Humanities & Social Sciences Communications (Nov 2024)
Is executive compensation aligned with the company’s ESG objectives? Evidence from Chinese listed companies based on the PSM-DID approach
Abstract
Abstract Fundamental principles of agency theory and incentive mechanisms suggest that executive compensation should align with a company’s developmental goals. This paper aims to explore whether the executive compensation of listed companies in the Chinese capital market aligns with their ESG (Environmental, Social, and Governance) practices, and the underlying mechanisms of this influence. For the first time, this study integrates ESG practices with executive compensation, creating a novel analytical framework and filling a gap in the existing literature. Employing empirical research methods such as the PSM-DID (Propensity Score Matching – Difference-in-differences) model, fixed effects model, heterogeneity analysis, and tests for mediating effects, the study concludes that ESG practices of Chinese listed companies significantly increase executive compensation, demonstrating consistency between the two. Additionally, the beneficial impact of ESG practices on executive compensation incentives is more pronounced in state-owned enterprises compared to non-state-owned ones. Financial performance, company reputation, and investor relations partially mediate the relationship between a company’s ESG practices and executive compensation. Specifically, financial performance acts as a negative mediator, while company reputation and investor relations serve as positive mediators. Initially, participation in ESG practices tends to exacerbate ‘income inequality’ between executives and other employees. However, as companies continue to enhance their ESG practice levels, this ‘income inequality’ gradually diminishes. Finally, the paper offers several suggestions: Firstly, Chinese listed companies can attract and retain top executive talents by strengthening ESG practices.
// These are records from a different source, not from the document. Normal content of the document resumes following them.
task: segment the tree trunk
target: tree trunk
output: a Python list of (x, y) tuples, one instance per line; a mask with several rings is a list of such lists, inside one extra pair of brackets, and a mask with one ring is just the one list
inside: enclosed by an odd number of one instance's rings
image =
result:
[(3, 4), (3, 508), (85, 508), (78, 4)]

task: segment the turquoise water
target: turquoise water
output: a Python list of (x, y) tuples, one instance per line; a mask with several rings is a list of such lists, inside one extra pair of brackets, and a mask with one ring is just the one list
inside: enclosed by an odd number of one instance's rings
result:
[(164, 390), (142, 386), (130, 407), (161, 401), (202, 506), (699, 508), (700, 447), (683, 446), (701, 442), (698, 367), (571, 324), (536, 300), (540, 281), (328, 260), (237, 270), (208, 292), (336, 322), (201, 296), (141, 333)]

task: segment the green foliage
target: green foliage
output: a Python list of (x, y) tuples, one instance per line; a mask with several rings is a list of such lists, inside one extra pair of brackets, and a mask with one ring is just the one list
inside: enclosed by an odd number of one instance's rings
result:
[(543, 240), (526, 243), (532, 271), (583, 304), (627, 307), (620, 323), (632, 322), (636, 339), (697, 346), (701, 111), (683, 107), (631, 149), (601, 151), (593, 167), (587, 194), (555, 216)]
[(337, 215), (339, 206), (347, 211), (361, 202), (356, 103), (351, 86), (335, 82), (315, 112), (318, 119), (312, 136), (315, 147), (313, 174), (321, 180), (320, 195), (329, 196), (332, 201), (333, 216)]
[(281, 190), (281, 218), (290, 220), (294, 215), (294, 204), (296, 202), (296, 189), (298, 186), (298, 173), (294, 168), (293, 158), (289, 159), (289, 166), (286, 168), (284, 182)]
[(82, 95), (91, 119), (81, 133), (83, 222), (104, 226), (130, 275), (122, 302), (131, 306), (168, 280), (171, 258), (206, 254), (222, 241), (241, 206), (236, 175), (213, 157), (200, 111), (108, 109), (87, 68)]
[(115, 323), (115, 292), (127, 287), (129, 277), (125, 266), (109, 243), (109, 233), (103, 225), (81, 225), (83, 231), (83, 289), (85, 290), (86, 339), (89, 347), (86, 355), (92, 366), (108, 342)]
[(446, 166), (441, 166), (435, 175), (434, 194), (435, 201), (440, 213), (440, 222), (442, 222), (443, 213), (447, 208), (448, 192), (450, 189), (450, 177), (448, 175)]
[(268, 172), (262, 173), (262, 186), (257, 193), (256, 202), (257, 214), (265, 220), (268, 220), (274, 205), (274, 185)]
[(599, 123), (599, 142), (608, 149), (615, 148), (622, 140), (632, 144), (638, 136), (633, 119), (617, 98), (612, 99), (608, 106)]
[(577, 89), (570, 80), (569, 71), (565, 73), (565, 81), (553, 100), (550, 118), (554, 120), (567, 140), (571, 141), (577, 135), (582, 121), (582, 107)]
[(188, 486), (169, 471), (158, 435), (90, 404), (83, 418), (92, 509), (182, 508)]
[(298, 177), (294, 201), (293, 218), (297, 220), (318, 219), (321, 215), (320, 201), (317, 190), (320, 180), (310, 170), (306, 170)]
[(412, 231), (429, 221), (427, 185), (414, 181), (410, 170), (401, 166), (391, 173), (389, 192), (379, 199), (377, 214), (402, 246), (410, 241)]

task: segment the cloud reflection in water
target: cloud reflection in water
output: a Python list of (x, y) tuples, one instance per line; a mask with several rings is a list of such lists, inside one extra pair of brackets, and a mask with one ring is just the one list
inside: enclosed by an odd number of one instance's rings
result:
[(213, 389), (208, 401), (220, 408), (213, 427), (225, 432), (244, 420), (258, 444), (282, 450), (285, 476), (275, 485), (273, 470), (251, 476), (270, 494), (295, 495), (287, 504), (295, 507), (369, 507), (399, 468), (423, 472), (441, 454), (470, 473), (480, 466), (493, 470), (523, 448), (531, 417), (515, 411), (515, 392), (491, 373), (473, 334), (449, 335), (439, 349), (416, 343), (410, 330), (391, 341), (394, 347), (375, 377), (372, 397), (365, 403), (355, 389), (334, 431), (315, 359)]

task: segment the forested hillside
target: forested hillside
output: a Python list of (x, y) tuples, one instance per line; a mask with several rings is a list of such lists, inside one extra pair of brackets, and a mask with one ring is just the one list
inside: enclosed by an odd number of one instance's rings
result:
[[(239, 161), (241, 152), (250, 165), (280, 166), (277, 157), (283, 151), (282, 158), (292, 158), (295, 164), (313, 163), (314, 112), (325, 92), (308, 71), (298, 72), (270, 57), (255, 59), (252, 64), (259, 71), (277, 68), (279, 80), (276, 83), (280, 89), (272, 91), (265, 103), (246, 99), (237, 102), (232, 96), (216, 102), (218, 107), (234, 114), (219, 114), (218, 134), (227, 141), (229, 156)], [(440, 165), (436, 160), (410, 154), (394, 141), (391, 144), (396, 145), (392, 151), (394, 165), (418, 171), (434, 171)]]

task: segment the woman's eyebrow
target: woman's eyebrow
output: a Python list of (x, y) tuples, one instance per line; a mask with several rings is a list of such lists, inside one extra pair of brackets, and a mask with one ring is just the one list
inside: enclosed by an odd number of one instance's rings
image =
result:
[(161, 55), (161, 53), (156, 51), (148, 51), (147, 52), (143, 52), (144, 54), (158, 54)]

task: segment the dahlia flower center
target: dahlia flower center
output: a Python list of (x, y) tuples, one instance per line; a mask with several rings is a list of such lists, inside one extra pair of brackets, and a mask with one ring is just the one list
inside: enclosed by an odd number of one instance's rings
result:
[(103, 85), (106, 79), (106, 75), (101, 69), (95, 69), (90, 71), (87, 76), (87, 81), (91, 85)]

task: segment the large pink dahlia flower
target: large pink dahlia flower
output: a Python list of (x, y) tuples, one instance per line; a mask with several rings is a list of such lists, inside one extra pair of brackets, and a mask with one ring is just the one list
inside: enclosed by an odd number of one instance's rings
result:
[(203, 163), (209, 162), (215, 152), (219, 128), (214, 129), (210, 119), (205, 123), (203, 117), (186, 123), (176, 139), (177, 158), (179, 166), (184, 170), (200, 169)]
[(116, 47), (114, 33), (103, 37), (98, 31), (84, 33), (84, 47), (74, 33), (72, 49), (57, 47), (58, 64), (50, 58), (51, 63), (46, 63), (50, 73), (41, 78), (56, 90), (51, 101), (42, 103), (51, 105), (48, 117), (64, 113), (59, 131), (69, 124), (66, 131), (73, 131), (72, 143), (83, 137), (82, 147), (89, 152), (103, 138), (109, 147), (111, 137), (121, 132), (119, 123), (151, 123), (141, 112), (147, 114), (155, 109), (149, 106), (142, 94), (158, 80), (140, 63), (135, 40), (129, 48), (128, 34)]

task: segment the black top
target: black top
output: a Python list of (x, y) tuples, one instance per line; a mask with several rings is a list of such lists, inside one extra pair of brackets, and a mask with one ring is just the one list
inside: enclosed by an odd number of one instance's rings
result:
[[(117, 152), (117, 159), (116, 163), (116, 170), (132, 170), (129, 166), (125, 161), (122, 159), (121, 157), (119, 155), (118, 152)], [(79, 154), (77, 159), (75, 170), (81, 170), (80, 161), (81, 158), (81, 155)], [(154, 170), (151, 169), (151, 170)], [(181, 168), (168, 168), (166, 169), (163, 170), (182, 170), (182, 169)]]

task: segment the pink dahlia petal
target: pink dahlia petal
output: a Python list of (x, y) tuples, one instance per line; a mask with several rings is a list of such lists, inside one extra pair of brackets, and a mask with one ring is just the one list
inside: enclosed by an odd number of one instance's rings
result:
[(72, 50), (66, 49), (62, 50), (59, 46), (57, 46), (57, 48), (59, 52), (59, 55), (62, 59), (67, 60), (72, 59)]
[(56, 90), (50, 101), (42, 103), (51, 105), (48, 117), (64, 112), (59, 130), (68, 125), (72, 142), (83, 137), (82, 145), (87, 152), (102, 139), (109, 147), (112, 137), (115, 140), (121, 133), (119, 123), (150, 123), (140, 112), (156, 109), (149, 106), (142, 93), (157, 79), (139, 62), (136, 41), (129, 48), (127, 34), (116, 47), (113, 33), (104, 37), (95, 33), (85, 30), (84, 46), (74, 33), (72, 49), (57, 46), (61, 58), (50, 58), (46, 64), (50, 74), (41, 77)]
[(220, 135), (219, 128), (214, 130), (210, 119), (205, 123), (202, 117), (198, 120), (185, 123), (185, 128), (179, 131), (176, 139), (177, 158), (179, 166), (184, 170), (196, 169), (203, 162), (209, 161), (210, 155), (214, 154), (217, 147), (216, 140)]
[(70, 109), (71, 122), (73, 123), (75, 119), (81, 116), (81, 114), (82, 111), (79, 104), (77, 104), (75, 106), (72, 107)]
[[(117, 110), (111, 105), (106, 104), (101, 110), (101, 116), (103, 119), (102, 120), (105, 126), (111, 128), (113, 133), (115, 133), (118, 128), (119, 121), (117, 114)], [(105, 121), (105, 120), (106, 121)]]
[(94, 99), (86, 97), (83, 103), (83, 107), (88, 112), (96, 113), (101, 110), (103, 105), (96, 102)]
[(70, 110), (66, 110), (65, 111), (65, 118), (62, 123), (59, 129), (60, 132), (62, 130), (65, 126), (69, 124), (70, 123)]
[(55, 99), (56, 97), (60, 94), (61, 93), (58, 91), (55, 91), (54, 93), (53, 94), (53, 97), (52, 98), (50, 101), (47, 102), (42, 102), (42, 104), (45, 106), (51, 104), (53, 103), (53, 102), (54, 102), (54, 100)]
Although initial ESG practices may lead to pay imbalances, long-term involvement will help reduce this disparity. Secondly, investors can conduct a more comprehensive assessment of a company’s future performance, governance structure, and corporate social responsibility by analyzing how ESG practices are reflected in executive compensation. Lastly, the paper provides valuable insights for policymakers, suggesting that regulators should develop more targeted policies and guidelines based on the relationship between a company’s ESG practices and executive compensation.